Supreme Court rules Morrisons workers will not receive compensation
The Supreme Court has granted the appeal against Morrisons stating that there is no vicarious liability in this instance. The Supreme Court emphasised that Mr Skelton's deliberate leak of 100,000 Morrisons employee payroll data was not something Mr Skelton had been authorised by Morrisons to do and it was crucial to consider if he was acting on behalf of the business or for personal reasons. The fact that he had this opportunity due to his employment was not considered sufficient in itself to impose vicarious liability.
Coronavirus presents largest-ever security threat with increased home working
Beazley Breach Response Services has issued a report warning of the heightened risk of cyber attacks due to the shift in individuals working from home during the coronavirus crisis.

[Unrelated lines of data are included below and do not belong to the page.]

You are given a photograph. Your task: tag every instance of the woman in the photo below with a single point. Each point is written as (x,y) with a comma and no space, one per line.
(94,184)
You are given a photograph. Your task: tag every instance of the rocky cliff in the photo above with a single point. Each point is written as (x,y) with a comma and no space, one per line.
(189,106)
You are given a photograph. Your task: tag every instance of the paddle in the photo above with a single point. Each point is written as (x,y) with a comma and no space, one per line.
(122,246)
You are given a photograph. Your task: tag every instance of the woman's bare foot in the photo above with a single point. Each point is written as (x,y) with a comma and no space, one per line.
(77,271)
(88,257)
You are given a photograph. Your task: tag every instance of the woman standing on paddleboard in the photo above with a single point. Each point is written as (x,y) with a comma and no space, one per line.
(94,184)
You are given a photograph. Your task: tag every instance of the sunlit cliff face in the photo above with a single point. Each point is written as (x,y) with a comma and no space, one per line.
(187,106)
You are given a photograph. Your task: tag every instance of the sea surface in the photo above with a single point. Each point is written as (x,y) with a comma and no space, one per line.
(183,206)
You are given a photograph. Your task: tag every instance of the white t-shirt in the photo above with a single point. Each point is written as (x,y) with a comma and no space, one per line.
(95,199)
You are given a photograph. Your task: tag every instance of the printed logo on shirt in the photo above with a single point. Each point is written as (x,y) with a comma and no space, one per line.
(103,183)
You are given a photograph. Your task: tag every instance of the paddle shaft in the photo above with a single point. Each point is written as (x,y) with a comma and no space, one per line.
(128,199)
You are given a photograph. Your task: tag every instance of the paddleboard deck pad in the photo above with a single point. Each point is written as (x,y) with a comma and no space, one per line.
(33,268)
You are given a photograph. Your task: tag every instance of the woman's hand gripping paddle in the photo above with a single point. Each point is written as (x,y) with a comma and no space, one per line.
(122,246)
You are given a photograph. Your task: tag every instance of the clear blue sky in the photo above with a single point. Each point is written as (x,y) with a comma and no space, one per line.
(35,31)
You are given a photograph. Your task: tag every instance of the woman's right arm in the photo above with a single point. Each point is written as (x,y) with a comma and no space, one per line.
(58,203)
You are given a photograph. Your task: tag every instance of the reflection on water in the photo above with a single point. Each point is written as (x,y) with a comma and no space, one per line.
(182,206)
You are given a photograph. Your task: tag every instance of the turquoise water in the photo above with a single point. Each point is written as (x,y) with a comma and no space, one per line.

Phishing emails and breaching remote desktop protocols are highlighted as the most common forms of ransomware attacks.
Jamie Stickland, CEO of an identity authentication software company, has said that remote workers should be careful when resetting passwords whilst working from home; with authentication software delivered remotely been key.
ICO launch data protection and coronavirus information hub
The ICO has launched a data protection and coronavirus hub to help individuals and organisations during the unprecedented coronavirus pandemic. The hub will be updated with new information as the pandemic continues.
ICO issues statement in response to mobile phone tracking during coronavirus crisis
The ICO has released a statement in response to the use of mobile phone tracking of data during the coronavirus pandemic.
The ICO has said that "where this data is properly anonymised and aggregated, it does not fall under data protection law because no individual is identified", as long as safeguards are in place, then privacy laws will not be breached.
The information regulator is continuing to work alongside the government to provide data protection advice during the coronavirus crisis.
UK broadband firms agree to remove data caps during coronavirus crisis
All UK broadband firms have struck a deal with the government to remove data allowance caps during the coronavirus pandemic to ensure all Brits have access to telecom services whilst in lockdown.
The firms will also offer generous new mobile and landline packages to ensure people remain connected during the crisis and the vulnerable are supported.
These new measures could allow the government to create heat maps to monitor individuals movements.